Univ Dates: 2004-2007
Degree: BA Music
Degree Level: Undergraduate
Occupation: Head of Communications & Marketing at Intermusica
Biography: Fabienne Morris knew from the age of sixteen that she wanted to combine her love of music and communications and work behind-the-scenes in the classical music industry. Whilst studying for her Music BA at Oxford, she gained work experience as a BBC Proms runner, and upon graduating became Marketing, Press and PR Trainee for the Philharmonia Orchestra. She moved first to the Royal Philharmonic Orchestra and then to the London Symphony, where she remained for over six years and created the position of Communications Manager.
In autumn 2015 Fabienne was headhunted for the role of Head of Communications & Marketing at Intermusica, one of the world’s leading classical music management agencies whose clients include Marin Alsop, Daniil Trifonov and Midori. She is a founder member of the Young Univ committee which organises events to help Old Members under the age of 35 stay connected with each other and the College. She has been invited by Oxford University to speak about careers in music and the arts on a number of occasions. While at Univ Fabienne received an Instrumental Award for her clarinet playing.

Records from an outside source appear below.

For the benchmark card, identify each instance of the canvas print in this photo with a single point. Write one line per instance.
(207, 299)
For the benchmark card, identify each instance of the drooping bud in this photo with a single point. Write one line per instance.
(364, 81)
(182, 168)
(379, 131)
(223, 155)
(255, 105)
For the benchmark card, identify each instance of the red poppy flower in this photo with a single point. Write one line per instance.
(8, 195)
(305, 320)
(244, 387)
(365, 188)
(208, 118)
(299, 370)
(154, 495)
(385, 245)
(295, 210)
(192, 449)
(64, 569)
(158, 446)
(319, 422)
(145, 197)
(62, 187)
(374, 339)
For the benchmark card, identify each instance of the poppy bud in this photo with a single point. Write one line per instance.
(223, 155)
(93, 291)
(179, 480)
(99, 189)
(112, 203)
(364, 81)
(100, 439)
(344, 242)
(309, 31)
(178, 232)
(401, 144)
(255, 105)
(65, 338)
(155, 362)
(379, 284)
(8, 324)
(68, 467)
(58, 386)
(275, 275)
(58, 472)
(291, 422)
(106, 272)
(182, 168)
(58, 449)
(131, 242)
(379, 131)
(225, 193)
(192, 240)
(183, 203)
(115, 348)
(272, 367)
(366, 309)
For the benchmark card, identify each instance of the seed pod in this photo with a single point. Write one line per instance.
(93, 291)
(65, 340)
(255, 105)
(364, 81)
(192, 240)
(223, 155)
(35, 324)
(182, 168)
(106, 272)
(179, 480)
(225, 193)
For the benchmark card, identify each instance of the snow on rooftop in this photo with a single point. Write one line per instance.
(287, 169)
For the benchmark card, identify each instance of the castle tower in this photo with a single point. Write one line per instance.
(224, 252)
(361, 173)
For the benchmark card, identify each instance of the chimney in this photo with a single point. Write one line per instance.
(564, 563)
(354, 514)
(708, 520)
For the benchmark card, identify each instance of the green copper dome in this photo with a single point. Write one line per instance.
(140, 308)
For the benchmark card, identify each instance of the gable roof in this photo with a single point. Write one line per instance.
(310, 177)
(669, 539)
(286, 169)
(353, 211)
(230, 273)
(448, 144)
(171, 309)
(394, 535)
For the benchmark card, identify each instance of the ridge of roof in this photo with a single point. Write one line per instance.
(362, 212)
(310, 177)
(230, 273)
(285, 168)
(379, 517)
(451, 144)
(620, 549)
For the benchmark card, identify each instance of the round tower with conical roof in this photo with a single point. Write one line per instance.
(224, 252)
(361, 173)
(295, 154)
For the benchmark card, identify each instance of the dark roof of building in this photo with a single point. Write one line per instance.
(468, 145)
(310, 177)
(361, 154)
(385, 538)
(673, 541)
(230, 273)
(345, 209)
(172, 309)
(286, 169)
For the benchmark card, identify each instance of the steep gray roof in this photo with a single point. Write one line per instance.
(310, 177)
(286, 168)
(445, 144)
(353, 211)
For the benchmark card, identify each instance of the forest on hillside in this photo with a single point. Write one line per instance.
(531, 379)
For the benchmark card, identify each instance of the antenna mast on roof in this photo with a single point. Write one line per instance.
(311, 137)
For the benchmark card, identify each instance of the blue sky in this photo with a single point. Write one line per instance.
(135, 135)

How would you describe Univ?
It’s a really friendly college, that’s definitely true, with a very diverse group of people. I really enjoyed being the only musician in my year – Univ doesn’t take more than a few – because it meant all my friends were historians or reading Politics or Classics and, to me, that was much more rich and varied.
Can you tell us what you are doing now?
I’m the Head of Marketing and Communications at Intermusica, one of the world’s leading classical music management agencies. We manage the careers of the best classical musicians in the world, representing those artists who have carved out really highflying solo careers for themselves. I’m particularly responsible for their public image using all of the materials that help to present them as a public figure: photography, films, how they engage with fans – either through real life or social media – website developments… It’s endlessly fascinating; I’m never, ever bored and it’s a total privilege and joy to work with people who are so inspiring.
What larger lessons did Univ teach you?
Overall I think Univ made me much more confident in my abilities, not to begin with – often it’s very common when you come to Oxford and you arrive, having been the best at your school, and think ‘Oh my goodness, there are so many phenomenally talented people here!’ and you suddenly feel very mediocre. Actually challenging yourself to pull through that feeling and find a new level of resilience and confidence means you grow, quickly, as a person.
In terms of more general traits I suppose it’s the ability to just knuckle down and do hard work, to hit deadlines and deal with stress effectively. If you are at a high-performing institution, whether it’s a university or business, people expect a lot of you and you have to be able to rise to that challenge and not crumble. Univ really taught me not to shy away from challenges and to just go for it; there’s a lot to be gained if you can do that.
How did it feel to be invited along for this project?
Only really in the last three years have I begun to come back to College regularly and that’s because I was a founding member of the Young Univ committee and I passionately believe that young alumni should know that there is a community waiting for them back here and they don’t have to just get on with their lives and forget about College. There’s a network of people and staff who make up a big family and you can drop back in to that family no matter where you are in your life.
To get younger alumni donating and giving back to the College, which has undeniably given them a head start in the world, is incredibly important too.